Used the info below for my information in notepad with my file location and name in the “”.

CreateObject(“Wscript.Shell”).Run “C:\MaryTTS\marytts-5.1.2\bin\marytts-server.bat”,0,True

lolodomo · December 29, 2015, 10:14am

In my humble opinion, the quality of voices is very low compared to Google or Microsoft.
On a RPI, building the WAV file is very long and as a result Google or Microsoft are faster to deliver the text than MaryTTS.
The only advantage I see in MaryTTS is that it is usable without Internet. But using Internet is not a problem for me and I prefer Microsoft quality.

lolodomo · December 29, 2015, 10:21am

Let me know how you would see the changes.
I don’t really want to add one or several parameters to the Say action as they are already very numerous. And remember that Say action is common for all engines.

BOFH · December 29, 2015, 2:45pm

@Lolodomo: Thanks for the offer and I do realize you don’t want to many parameters for the say command. But would it be possible to incorporate the VOICE parameter so specific voices can be specified on the TTS tab for MaryTTS? I’m perfectly happy having to type the voicename if it’s to much of a programming effort for the plugin to query the defined MaryTTS server for installed voices. The list of locally installed is at http://IP.ADDRESS:59125/Voices . Like others, I prefer to be able to use different voices for different situations. Cheerful Poppy works fine for the weather but a male voice would be more suited in case of a fire or similar scenario.

I can see where an rPi could be slow responding. My WHS2011 server is a Lenovo TS140 with 4 core Xeon CPU. Even though it runs Blue Iris with about 13 cameras as well as the Serviio media server, it generates a wav file almost instantly. As you said, speech quality for MS is better, but it’s response times seem to vary, especially with multiple requests.

I downloaded the Prudence and Poppy voices and they are of better quality than the default ones but not there yet as compared to Google and MicroSoft. MaryTTS allows you to create your own voices though. Lord help us if I ever get a hold of Barbara Eden as that would more than likely result in a ‘Jeannie’ voice. I’m trying to figure out what is needed in the form of wav files to build a voice. It would be a good excuse for buying the DVD set of the Jeannie series if I coudl get all that’s needed from there.

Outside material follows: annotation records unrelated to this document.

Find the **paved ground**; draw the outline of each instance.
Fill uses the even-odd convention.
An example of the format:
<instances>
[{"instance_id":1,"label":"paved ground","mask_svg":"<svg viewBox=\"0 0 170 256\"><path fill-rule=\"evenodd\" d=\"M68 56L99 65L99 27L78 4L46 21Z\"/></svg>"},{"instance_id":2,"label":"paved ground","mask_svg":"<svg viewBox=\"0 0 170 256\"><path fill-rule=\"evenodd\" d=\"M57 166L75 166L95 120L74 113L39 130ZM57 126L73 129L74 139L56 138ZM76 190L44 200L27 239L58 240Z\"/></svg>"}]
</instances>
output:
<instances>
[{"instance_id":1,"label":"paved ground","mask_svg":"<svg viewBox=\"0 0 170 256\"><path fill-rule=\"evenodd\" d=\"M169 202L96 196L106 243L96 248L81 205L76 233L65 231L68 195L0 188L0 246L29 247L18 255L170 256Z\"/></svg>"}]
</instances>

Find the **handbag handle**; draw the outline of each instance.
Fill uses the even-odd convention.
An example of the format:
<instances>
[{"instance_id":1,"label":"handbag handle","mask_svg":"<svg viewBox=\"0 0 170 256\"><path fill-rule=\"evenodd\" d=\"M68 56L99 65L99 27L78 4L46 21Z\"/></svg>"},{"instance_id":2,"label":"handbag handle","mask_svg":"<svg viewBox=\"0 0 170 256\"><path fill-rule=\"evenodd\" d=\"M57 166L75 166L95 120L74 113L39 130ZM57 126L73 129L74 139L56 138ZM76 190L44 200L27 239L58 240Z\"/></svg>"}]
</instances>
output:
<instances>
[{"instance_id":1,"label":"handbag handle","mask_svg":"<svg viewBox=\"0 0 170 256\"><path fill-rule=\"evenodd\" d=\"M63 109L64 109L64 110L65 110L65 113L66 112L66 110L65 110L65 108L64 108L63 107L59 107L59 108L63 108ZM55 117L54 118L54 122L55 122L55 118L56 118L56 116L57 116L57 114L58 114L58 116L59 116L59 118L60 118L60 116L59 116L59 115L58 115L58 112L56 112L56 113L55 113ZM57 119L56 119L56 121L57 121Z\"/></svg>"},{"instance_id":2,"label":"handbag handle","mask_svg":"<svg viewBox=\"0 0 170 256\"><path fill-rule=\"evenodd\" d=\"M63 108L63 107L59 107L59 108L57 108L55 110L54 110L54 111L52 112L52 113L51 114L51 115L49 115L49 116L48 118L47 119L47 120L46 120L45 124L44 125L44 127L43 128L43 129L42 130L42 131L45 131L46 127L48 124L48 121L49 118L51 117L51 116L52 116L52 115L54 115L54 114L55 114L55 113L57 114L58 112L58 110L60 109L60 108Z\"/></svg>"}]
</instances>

I’ll settle for lower quality though if that means faster response and I’m not dependent on a 3rd party internet server. Just look at what happened to Google TTS.

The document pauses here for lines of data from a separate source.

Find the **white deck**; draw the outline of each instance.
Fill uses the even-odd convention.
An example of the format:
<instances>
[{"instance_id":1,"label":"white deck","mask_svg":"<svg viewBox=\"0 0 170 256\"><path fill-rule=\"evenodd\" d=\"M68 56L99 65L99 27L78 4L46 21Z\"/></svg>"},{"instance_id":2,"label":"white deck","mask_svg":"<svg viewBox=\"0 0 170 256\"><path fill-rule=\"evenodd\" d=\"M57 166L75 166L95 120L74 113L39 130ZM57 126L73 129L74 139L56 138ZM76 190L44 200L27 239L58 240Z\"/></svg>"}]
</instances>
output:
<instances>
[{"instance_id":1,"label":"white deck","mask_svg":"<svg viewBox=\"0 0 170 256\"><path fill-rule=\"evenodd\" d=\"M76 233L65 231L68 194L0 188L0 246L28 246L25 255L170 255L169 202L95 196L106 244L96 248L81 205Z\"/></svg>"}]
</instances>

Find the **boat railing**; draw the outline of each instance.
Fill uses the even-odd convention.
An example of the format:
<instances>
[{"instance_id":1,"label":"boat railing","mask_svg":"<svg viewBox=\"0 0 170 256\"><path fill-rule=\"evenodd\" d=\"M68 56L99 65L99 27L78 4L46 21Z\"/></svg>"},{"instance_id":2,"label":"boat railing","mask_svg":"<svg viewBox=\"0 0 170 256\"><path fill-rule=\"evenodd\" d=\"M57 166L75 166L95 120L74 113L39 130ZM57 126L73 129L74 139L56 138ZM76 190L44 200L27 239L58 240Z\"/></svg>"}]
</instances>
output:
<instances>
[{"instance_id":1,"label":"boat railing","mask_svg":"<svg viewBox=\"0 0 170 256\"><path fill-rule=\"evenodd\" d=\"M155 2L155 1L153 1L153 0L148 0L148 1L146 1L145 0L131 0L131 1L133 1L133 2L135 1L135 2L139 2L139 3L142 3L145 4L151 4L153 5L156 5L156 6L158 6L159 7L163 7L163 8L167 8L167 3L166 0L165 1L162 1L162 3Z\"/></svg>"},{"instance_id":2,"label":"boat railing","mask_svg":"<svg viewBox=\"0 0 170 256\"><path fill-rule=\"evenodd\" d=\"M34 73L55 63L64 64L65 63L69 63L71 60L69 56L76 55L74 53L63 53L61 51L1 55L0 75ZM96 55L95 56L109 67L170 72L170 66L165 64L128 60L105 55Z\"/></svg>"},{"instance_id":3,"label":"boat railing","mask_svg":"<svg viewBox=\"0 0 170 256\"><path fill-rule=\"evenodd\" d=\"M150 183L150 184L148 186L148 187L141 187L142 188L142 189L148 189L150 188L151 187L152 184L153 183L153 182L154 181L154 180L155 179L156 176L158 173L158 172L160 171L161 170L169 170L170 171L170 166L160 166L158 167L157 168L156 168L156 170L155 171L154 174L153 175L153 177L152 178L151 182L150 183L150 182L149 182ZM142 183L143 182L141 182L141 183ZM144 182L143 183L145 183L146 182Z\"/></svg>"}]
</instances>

symonsaz · December 30, 2015, 12:08am

just before i throw in the towel with microsoft TTS … and go through setting up marytts… IS anyone else having issues with Microsoft as of today??? Like the Webserver is not working… similar to how Googletts went down a few months ago?

BOFH · December 30, 2015, 12:33am

as replied in the other thread ypu posted this. Just had Vera tell me the weather using Microsoft and the en-CA voice.

integlikewhoa · December 30, 2015, 12:36am

I also used it like 20 min ago.

lolodomo · December 30, 2015, 12:12pm

No problem for me with Microsoft. Just tested.

lolodomo · December 30, 2015, 12:22pm

As I understood, you want to be able to select voice but even to use other options. What I could propose is a generic new additional parameter that will allow to provide additional information to the URL (I will concatene the provided data to the URL). Would it be ok ?

I am not sure at all but I think I already noticed in the past that changing parameters definition for an action could break current action in an existing scene. If that is confirmed, if I do that, every user having a Say action in a scene should update these scenes ! Imagine the number of users that will come here to say the TTS is not working anymore… S I hesitate. But the best would be to take time to confirm or not this fact.

BOFH · December 30, 2015, 5:38pm

@lolodomo: That idea would be perfect and future proof. I do see your point about possibly breaking other user’s scenes. Perhaps an additional parameter in the device options you could create (defaulting to FALSE) we would have to switch to TRUE for the plugin to use that new action in creating the request? If set to FALSE, it would just use the current way. Is that an option?

lolodomo · December 31, 2015, 12:25pm

No, impossible. Each action is defined in a XML file provided with the plugin.